If the income earner of the family dies, is permanently disabled, or suffers a critical illness, the family's financial future can come into question.
Young people who are single seem to feel that they can't get seriously sick, injured or die unexpectedly.
This mentality may make them feel they don't need life insurance.
However, in Australia alone according to 2002 statistics, 30,000 young people were injured badly enough in automobile accidents to require hospitalisation.
Nearly a quarter of breast cancer cases diagnosed in 2001 involved women between 20 and 49 years of age.
The impact of such occurrences can adversely impact the individual's entire life.
It is essential that an alternate source of income be available should a devastating event happen.
The amount of coverage recommended for a single person is ten times his annual salary.
Sad to say, six out of every ten people - even those with families - don't have enough life insurance to carry their family through more than a year should they die.
Less than half of young couples who have an income or assets of more than $50,000 have life insurance, and only fifteen percent carry coverage for critical illness; yet 88% and 84% respectively insure their home and its contents, and their cars.
Aren't their lives more important? Young couples hope for a financially independent future, whether they decide to have a family or not.
They don't want to think about, much less plan for personal disasters.
One advantage to purchasing personal coverage is that the younger someone is when they purchase their policy, the less expensive the payments are and the more coverage they will be able to afford.

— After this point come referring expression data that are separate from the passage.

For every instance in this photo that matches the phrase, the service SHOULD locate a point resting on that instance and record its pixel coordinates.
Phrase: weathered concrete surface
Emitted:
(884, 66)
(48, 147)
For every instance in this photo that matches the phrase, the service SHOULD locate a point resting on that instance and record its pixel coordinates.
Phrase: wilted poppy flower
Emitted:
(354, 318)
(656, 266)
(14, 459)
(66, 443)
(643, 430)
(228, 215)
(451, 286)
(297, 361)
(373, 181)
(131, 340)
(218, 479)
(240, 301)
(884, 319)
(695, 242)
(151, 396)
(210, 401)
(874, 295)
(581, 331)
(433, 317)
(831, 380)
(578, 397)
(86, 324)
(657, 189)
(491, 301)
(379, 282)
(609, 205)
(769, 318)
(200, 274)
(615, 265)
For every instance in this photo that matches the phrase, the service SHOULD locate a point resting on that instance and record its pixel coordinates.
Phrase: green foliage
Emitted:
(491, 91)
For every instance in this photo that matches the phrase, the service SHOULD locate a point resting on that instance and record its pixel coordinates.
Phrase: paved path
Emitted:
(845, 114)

If one family member became permanently disabled, government benefits may provide a small income, but whatever assets have been gained will shortly be gone.

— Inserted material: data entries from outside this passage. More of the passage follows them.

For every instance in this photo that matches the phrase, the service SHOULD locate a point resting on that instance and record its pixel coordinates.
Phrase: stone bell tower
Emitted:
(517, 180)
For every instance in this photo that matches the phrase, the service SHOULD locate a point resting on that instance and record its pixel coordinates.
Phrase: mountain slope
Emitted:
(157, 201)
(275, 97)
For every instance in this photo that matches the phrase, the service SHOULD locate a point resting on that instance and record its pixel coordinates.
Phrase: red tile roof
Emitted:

When children are added, even though income increases, there is more reason than ever to have adequate life insurance coverage.
As the family matures, finances for university expenses and Taft education for the children, home improvements, or a new car need to be protected should disaster strike.
Imagine the impact that loss of income would have on the family's current lifestyle.
About 1,500 senior adults were killed in automobile accidents in Australia.
One in three men and one in four women will contract some form of cancer before age 75.
Protecting the wealth accumulated can be accomplished by having understood and planned ahead with the purchase of the right life insurance policy.